Thunderbolt and lightning,
Very, very frightening me.
(Galileo) Galileo.
(Galileo) Galileo,
Galileo Figaro
Magnifico-o-o-o-o.

I think they fit in some how with the them. Life is thunderbolt and lightning. Magnifico. Though I like the line “I see a little silhouetto of a man.”  I just don’t know what it means. Do you? Give me your theory.
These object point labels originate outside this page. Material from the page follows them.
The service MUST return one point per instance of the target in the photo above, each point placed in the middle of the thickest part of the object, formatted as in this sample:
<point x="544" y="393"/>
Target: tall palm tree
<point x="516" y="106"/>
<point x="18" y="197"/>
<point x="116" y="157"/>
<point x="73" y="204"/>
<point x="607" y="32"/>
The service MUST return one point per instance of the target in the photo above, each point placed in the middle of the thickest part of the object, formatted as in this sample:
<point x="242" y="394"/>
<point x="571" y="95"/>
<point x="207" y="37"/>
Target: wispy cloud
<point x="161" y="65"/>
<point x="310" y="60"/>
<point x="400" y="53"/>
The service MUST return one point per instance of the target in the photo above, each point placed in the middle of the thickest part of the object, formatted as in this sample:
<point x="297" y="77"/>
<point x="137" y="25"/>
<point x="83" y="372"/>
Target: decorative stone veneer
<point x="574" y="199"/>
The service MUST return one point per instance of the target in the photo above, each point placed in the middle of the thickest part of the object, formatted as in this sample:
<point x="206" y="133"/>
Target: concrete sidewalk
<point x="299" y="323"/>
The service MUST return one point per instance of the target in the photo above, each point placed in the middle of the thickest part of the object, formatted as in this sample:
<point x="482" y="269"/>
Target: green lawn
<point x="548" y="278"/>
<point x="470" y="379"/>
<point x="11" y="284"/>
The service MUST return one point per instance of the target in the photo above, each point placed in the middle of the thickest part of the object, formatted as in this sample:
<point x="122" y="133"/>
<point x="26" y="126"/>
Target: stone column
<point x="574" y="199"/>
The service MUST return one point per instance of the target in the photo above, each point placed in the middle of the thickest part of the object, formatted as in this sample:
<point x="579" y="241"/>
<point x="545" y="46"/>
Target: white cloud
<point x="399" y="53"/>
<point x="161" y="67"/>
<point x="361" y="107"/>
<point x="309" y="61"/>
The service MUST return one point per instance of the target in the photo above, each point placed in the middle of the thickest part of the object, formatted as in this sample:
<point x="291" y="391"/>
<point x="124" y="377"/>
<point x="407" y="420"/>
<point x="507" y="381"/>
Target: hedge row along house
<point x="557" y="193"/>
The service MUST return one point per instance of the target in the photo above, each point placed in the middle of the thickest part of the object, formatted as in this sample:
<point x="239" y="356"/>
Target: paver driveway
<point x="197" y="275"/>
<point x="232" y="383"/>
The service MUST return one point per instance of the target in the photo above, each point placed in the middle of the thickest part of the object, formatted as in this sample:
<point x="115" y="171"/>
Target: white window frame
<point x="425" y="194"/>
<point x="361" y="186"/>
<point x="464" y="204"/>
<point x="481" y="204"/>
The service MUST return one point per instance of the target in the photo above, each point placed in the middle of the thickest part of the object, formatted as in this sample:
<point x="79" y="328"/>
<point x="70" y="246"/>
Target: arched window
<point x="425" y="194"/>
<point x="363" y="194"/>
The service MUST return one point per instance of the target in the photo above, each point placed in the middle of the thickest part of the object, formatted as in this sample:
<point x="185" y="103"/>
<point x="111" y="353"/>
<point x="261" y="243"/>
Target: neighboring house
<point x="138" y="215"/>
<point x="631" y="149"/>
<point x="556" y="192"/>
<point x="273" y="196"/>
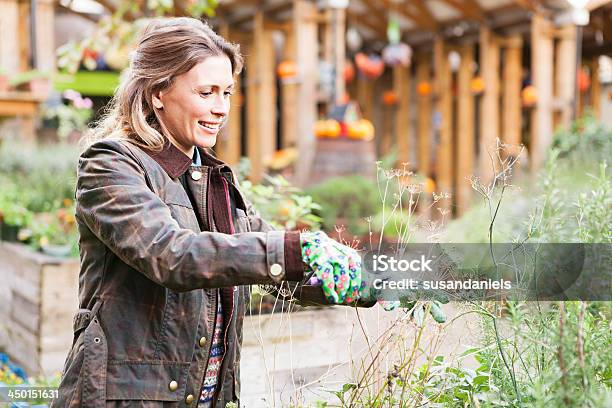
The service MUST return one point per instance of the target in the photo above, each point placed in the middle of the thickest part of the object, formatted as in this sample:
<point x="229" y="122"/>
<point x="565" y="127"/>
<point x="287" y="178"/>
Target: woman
<point x="168" y="243"/>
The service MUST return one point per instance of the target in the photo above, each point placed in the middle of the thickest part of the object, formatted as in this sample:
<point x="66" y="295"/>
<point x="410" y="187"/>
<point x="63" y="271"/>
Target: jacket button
<point x="276" y="269"/>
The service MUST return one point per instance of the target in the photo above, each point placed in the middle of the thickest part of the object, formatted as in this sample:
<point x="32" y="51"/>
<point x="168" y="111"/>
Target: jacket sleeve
<point x="115" y="201"/>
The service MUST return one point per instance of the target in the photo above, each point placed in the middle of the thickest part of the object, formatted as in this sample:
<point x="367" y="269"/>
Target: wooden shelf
<point x="18" y="103"/>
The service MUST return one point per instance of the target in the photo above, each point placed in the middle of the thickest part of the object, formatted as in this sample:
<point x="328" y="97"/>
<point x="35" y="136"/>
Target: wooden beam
<point x="424" y="15"/>
<point x="261" y="99"/>
<point x="444" y="107"/>
<point x="410" y="14"/>
<point x="230" y="142"/>
<point x="542" y="79"/>
<point x="469" y="8"/>
<point x="401" y="86"/>
<point x="45" y="35"/>
<point x="595" y="4"/>
<point x="307" y="61"/>
<point x="511" y="117"/>
<point x="465" y="131"/>
<point x="489" y="112"/>
<point x="363" y="20"/>
<point x="565" y="75"/>
<point x="531" y="5"/>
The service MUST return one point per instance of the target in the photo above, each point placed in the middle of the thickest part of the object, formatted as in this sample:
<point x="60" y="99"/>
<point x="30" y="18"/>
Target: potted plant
<point x="54" y="233"/>
<point x="13" y="217"/>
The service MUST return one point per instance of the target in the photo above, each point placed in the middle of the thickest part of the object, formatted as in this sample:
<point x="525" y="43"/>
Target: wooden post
<point x="424" y="118"/>
<point x="289" y="96"/>
<point x="9" y="47"/>
<point x="511" y="116"/>
<point x="230" y="138"/>
<point x="444" y="107"/>
<point x="465" y="131"/>
<point x="365" y="96"/>
<point x="401" y="86"/>
<point x="424" y="136"/>
<point x="305" y="26"/>
<point x="45" y="39"/>
<point x="23" y="36"/>
<point x="595" y="88"/>
<point x="339" y="23"/>
<point x="261" y="99"/>
<point x="565" y="74"/>
<point x="542" y="74"/>
<point x="489" y="112"/>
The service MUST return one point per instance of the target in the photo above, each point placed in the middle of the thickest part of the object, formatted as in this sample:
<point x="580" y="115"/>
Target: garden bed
<point x="40" y="295"/>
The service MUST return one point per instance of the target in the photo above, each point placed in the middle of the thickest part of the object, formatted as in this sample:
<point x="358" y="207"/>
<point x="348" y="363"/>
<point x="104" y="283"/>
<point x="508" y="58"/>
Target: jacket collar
<point x="175" y="162"/>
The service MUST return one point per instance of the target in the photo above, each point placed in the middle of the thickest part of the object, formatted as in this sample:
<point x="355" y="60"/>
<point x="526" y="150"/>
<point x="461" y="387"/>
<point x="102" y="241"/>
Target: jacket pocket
<point x="146" y="380"/>
<point x="94" y="365"/>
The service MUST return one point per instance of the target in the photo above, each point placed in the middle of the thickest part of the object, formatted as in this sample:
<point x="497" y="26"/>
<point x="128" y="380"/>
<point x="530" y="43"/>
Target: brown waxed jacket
<point x="151" y="266"/>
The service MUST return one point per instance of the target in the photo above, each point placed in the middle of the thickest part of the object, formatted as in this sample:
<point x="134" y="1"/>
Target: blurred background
<point x="374" y="120"/>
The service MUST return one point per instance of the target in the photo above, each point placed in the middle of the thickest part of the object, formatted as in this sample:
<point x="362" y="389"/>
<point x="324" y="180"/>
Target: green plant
<point x="27" y="76"/>
<point x="350" y="199"/>
<point x="278" y="202"/>
<point x="72" y="116"/>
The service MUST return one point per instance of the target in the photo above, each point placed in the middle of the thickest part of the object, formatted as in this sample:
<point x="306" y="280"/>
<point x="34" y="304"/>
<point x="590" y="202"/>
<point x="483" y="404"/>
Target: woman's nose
<point x="221" y="106"/>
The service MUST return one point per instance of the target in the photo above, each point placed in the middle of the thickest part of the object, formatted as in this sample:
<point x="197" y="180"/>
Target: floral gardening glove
<point x="336" y="267"/>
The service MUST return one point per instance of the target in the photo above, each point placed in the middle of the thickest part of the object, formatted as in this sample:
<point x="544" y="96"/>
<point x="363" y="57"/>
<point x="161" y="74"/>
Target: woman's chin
<point x="206" y="141"/>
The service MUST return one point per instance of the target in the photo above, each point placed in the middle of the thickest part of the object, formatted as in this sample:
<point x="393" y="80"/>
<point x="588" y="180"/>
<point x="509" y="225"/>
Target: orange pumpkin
<point x="286" y="69"/>
<point x="320" y="128"/>
<point x="477" y="85"/>
<point x="429" y="186"/>
<point x="584" y="80"/>
<point x="333" y="128"/>
<point x="349" y="72"/>
<point x="529" y="95"/>
<point x="424" y="88"/>
<point x="389" y="98"/>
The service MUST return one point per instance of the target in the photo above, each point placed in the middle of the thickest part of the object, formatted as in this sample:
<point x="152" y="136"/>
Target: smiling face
<point x="195" y="107"/>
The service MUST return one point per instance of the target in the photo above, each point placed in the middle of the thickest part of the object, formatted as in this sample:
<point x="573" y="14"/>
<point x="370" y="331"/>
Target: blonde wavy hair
<point x="167" y="48"/>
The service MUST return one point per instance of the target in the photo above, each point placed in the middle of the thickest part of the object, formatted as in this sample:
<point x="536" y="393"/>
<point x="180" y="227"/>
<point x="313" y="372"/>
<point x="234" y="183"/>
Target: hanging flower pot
<point x="349" y="71"/>
<point x="477" y="85"/>
<point x="370" y="66"/>
<point x="389" y="98"/>
<point x="529" y="95"/>
<point x="424" y="88"/>
<point x="333" y="128"/>
<point x="584" y="80"/>
<point x="286" y="69"/>
<point x="397" y="55"/>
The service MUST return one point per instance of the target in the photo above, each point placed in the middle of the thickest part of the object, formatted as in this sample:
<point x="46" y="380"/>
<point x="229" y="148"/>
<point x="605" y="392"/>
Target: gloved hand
<point x="336" y="267"/>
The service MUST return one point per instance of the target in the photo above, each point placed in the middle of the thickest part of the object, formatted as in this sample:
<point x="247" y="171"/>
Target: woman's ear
<point x="157" y="103"/>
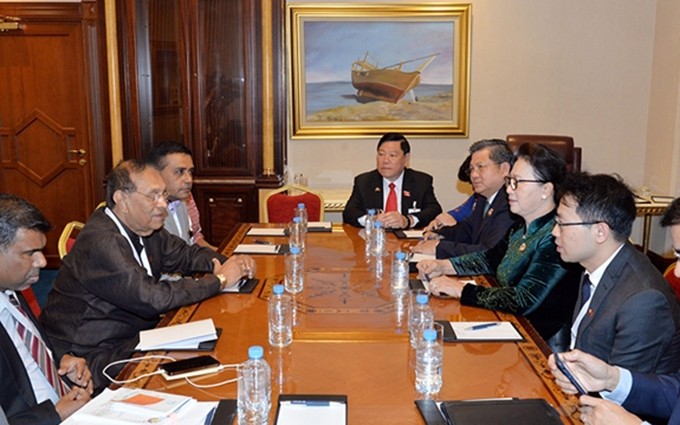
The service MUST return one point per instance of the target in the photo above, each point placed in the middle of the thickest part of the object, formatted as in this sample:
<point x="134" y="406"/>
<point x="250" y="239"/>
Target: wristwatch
<point x="221" y="278"/>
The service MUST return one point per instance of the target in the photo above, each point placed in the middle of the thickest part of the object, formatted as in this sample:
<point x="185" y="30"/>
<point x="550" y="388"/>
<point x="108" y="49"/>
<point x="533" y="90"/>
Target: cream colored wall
<point x="598" y="71"/>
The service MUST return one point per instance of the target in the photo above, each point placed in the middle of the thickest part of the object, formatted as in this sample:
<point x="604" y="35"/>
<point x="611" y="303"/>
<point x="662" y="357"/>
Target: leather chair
<point x="280" y="204"/>
<point x="562" y="144"/>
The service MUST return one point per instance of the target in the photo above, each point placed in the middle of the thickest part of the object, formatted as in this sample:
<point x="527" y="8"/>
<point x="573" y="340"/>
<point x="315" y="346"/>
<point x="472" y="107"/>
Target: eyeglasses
<point x="513" y="182"/>
<point x="577" y="223"/>
<point x="164" y="195"/>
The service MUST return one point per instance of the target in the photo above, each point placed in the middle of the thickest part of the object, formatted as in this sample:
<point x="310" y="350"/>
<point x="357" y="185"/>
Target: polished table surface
<point x="351" y="338"/>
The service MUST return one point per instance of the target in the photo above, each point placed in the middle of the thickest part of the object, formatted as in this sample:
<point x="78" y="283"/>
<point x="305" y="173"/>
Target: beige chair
<point x="279" y="204"/>
<point x="562" y="144"/>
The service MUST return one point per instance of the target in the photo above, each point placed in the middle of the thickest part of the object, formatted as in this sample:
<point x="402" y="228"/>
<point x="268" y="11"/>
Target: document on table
<point x="255" y="248"/>
<point x="186" y="336"/>
<point x="266" y="231"/>
<point x="484" y="331"/>
<point x="311" y="411"/>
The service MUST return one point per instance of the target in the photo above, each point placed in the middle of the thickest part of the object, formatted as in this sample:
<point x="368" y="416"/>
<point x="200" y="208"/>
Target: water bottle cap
<point x="430" y="334"/>
<point x="255" y="352"/>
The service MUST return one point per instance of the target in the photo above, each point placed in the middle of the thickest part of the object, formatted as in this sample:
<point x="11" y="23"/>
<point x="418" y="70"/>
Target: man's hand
<point x="393" y="220"/>
<point x="443" y="219"/>
<point x="234" y="269"/>
<point x="591" y="372"/>
<point x="75" y="369"/>
<point x="596" y="411"/>
<point x="74" y="400"/>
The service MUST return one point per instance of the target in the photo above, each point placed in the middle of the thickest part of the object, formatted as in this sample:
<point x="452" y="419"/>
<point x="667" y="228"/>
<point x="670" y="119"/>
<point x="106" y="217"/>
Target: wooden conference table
<point x="351" y="338"/>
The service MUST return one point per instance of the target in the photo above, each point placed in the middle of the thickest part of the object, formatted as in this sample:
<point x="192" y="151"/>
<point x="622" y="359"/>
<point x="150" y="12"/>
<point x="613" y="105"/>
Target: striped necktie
<point x="39" y="352"/>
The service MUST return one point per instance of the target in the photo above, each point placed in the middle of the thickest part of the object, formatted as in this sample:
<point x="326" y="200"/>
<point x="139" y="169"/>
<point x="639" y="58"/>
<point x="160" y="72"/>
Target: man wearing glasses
<point x="627" y="315"/>
<point x="490" y="218"/>
<point x="108" y="288"/>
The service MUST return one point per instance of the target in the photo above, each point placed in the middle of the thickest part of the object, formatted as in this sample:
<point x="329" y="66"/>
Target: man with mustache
<point x="176" y="165"/>
<point x="31" y="391"/>
<point x="109" y="286"/>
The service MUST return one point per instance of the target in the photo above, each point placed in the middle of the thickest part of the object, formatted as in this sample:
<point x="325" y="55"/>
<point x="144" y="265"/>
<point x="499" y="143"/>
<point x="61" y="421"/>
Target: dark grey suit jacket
<point x="478" y="231"/>
<point x="16" y="393"/>
<point x="416" y="190"/>
<point x="634" y="319"/>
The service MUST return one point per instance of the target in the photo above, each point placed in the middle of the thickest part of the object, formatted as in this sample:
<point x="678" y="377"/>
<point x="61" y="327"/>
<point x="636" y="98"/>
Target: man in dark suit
<point x="405" y="196"/>
<point x="628" y="315"/>
<point x="108" y="287"/>
<point x="490" y="219"/>
<point x="645" y="394"/>
<point x="27" y="394"/>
I also  liked their idea of including the audience in the song “We Will Rock You,” where they said they wanted to include the audience as part of the song. And, of course that song has been sung in sports stadiums and arena’s ever since. I remember hearing it many times at the Winnipeg Arena. I just did not know it was a Queen song. I wonder if my lads remember it as well. With its driving beat I always liked this verse:

“Buddy you’re a boy make a big noise
Playin’ in the street gonna be a big man some day
You got mud on yo’ face
You big disgrace
Kickin’ your can all over the place
Singin’

We Will We will Rock You

We Will We will Rock You.”

 

At the end of the film, when Freddie was dying of AIDS he didn’t’ want sympathy or long faces around him. I remember a good friend of mine who was dying, told me the same thing.  He wanted life until he died. He did not want life in death. “Don’t bore me with your sympathy,” Freddy said,  “It takes too much life away.”

I must admit this movie captured me.  This surprised me. I like it when  movies surprise me. I now think Queen are, “the champions.” In the end, harboring a terminal illness, Freddie struts across and around the stage and briefly, he is the champion, he is alive. I hope we can all be that.